The broke-to-boss brilliance of Phoebe Waller-Bridge
Phoebe Waller-Bridge is on fire right now. Between writing the critically acclaimed show Killing Eve (which aired its jaw-dropping finale over the weekend), starring as L3-37 in Solo: A Star Wars Story, and the recent airing of the second season of her beloved comedy Fleabag, Waller-Bridge is one of the most exciting new voices in the industry.
Waller-Bridge’s current success is so clearcut and her career trajectory so seemingly effortless that it would be easy to mistake the writer and actor as someone who found her success immediately and with barely any struggle. Inspirational to anyone in the industry currently struggling to make their mark and be noticed, the truth about Waller-Bridge’s career trajectory isn’t quite as simple as left school, wrote a script, got famous.
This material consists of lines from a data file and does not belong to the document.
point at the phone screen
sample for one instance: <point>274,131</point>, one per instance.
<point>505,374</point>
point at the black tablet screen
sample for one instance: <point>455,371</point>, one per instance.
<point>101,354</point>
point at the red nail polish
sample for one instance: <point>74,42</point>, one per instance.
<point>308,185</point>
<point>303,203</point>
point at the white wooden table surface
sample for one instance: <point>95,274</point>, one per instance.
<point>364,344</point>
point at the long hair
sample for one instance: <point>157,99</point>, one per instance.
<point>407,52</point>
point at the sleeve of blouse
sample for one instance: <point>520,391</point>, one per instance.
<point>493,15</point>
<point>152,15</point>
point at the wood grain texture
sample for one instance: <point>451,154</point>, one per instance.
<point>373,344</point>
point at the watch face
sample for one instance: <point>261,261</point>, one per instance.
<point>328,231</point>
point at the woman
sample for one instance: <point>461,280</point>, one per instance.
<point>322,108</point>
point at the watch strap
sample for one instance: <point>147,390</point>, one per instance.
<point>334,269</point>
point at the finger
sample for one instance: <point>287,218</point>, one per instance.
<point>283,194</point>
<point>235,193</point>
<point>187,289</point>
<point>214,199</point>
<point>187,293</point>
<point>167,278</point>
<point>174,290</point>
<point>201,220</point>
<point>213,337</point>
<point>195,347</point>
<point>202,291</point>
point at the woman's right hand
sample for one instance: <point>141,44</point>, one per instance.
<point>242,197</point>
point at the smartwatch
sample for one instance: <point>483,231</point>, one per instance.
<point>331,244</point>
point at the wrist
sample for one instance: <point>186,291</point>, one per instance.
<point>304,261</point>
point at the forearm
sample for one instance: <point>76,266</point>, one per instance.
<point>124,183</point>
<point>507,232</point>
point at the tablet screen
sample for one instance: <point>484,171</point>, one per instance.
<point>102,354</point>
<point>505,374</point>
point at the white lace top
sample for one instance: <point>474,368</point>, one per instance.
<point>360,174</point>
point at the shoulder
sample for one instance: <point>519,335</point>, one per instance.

A self-described “posh” girl who thought her opulent British accent and “curly hair” would immediately translate into “a Shakespearean career”, Waller-Bridge instead graduated from prestigious stage school Rada and didn’t “get a job for two years”. Worse still, the career she was striving for in comedy was apparently only offering two piss-poor options: “Girl the main guy wants to fuck, or girl the main guy totally does not want to fuck.”
According to The Guardian, by the time Waller-Bridge met her Fleabag co-creator Vicky Jones she was “broke, demoralised, and angry,” prompting them to create their own theater company DryWrite where they spent two years staging plays by new writers. “My whole career is basically down to Vicky,” Waller-Bridge told the newspaper.
After she started landing roles in theater, film, and on television (including performances in productions like The Iron Lady, The Cafe, and Broadchurch), Waller-Bridge developed a theatre production called Fleabag, which she took to the Edinburgh Fringe in 2013 at the urging of Jones.
From there a TV production company quickly signed Waller-Bridge to write a pilot of what became the British comedy series Crashing and her career was catapulted from that moment forward, “and then it just never stopped. Crashing rolled over into Fleabag, and Fleabag went berserk.”
Even Killing Eve – arguably one of the most popular and groundbreaking TV shows of recent years – came together as a result of the Fleabag stage show as opposed to the success of the eventual series. As Variety pointed out, Killing Eve executive producer Sally Woodward Gentle united author Luke Jennings (who wrote the books upon which the series is based) with Waller-Bridge regarding a potential adaptation.
Following a matinee performance of Fleabag, Jennings reached out to the writer about her working on a potential adaptation of his works for the screen. “He texted me to say, ‘Can we have some falafel and talk about psychopaths?,’ and that’s how it started.”
According to president and general manager of BBC America Sarah Barnett:
Waller-Bridge’s singular voice made her stand out as a key component for making the show as brilliant as it is – Phoebe was the bull’s-eye for us. As we developed the show we became more and more excited about the potential to do something really quite daring. In a world of over 400 scripted shows, if you don’t stand out with something new, different, and original, you are never going to cut through.
Waller-Bridge’s broke-to-boss story is inspiring in itself, but there’s also something about this particular sentiment of Barnett’s that should spark some inspiration for anyone currently struggling to be noticed within the industry. In a world of over 400 scripts and countless more people performing the roles within those scripts, everyone has to find that unique quality of their own in order to “cut through”.
Waller-Bridge managed to cut through with her pitch black comedy style spotlighted in Fleabag and in exploring a bold female perspective in her writing that’s as raw and dark as it is just refreshingly honest and relatable. Every creator has to find their own niche with which to stand out from the crowd just as Waller-Bridge did and continues to do – a woman who went from broke to boss and made it look way easier than it actually is.